Demis Hassabis, directeur de DeepMind, affirme que la Chine rattrape rapidement son retard dans le domaine de l'intelligence artificielle (IA). Il estime que l'IA chinoise pourrait n'avoir que quelques mois de retard sur celle des États-Unis.
Les géants technologiques chinois , dont Alibaba et des start-ups plus récentes comme Moonshot AI et Zhipu, ont développé toute une gamme de modèles d'IA aux performances exceptionnelles ces dernières années. L'une de ces entreprises chinoises, DeepSeek, a créé un modèle qui a surpris la plupart des experts en obtenant d'excellents résultats même avec des puces informatiques bon marché.
Cela indique que l'État ne se contente pas de tirer des leçons de l'expérience des autres, mais qu'il rattrape rapidement son retard et comble l'écart avec les principaux programmes d'IA au monde.
Hassabis a souligné que si la Chine est capable d'égaler une grande partie des réalisations américaines, le prochain défi réside dans l'innovation : créer quelque chose de totalement inédit qui fasse progresser le monde. Pour l'instant, l'IA chinoise est très proche de ce stade, mais le monde entier observera attentivement si elle peut le dépasser.
L'IA chinoise esttron, mais elle reste en retard en matière d'idées originales
Selon Hassabis, la Chine est en bonne voie de rattraper son retard, mais la question principale est de savoir si elle sera capable d'inventer quelque chose de totalement inédit en intelligence artificielle. Il a ajouté qu'inventer est environ cent fois plus difficile que de copier ou d'améliorer l'existant.
Il a notamment évoqué le Transformer , une idée initialement proposée par des chercheurs de Google en 2017. Ce concept a profondément transformé la manière dont l'intelligence artificielle comprend le langage, résout les problèmes et génère des réponses. Aujourd'hui, il constitue la base de nombreux systèmes d'IA modernes, tels que ChatGPT et Google Gemini. Hassabis a constaté que, jusqu'à présent, les entreprises chinoises n'avaient rien développé de véritablement révolutionnaire pour l'IA.
Il a comparé DeepMind aux Bell Labs, un célèbre centre de recherche du passé à l'origine de nombreuses découvertes majeures. Les Bell Labs encourageaient les scientifiques à explorer et à expérimenter de nouvelles idées.
Hassabis a déclaré que DeepMind fonctionne de la même manière, en explorant de nouvelles idées plutôt qu'en se contentant de copier. Il estime que la prochaine grande étape de l'IA réside dans l'innovation — la conception d'idées totalement inédites — et que cela n'est pas chose aisée, même pour la Chine.
Les pénuries de puces ralentissent les progrès de la Chine en matière d'IA
La Chine est confrontée à un défi majeur : la pénurie de puces informatiques.
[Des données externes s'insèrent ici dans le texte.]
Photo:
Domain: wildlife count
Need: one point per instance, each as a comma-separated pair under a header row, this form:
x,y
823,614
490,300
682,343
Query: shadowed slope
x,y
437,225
Une intelligence artificielletronexige des ordinateurs trèstron, et les plus performants utilisent des puces de sociétés comme Nvidia aux États-Unis. Actuellement, la Chine ne peut pas acheter les puces les plus performantes en raison de la réglementation américaine. Elle est autorisée à vendre certaines puces avancées, mais pas les plus performantes.
Des entreprises chinoises comme Huawei tentent de développer leurs propres puces, mais celles-ci ne sont pas aussi tron que les meilleures de Nvidia. De ce fait, l'État pourrait avoir des difficultés à entraîner les programmes d'IA les plus vastes et les plus puissants. Et à terme, selon certains experts, cela pourrait creuser l'écart entre l'IA américaine et l'IA chinoise.
Même les dirigeants chinois reconnaissent la difficulté de la tâche. Un expert technique d'Alibaba a récemment déclaré qu'il y a moins de 20 % de chances qu'une entreprise chinoise surpasse les États-Unis en matière d'IA au cours des trois à cinq prochaines années. Selon lui, les États-Unis disposent de ressources informatiques bien plus importantes, ce qui fait toute la différence.
Hassabis estime néanmoins que le défi ne réside pas uniquement dans la technologie ; il concerne aussi la façon dont les gens pensent et inventent. La Chine possède des ingénieurs brillants, mais créer quelque chose de totalement nouveau reste extrêmement difficile.
D'autres grands noms de la tech constatent également les progrès de la Chine. Jensen Huang, PDG de Nvidia, a déclaré que la Chine esttrondans certains domaines, comme l'énergie et les infrastructures. Il a ajouté que les États-Unis sont en tête dans le secteur des puces, mais que la Chine se rapproche en matière de modèles d'IA.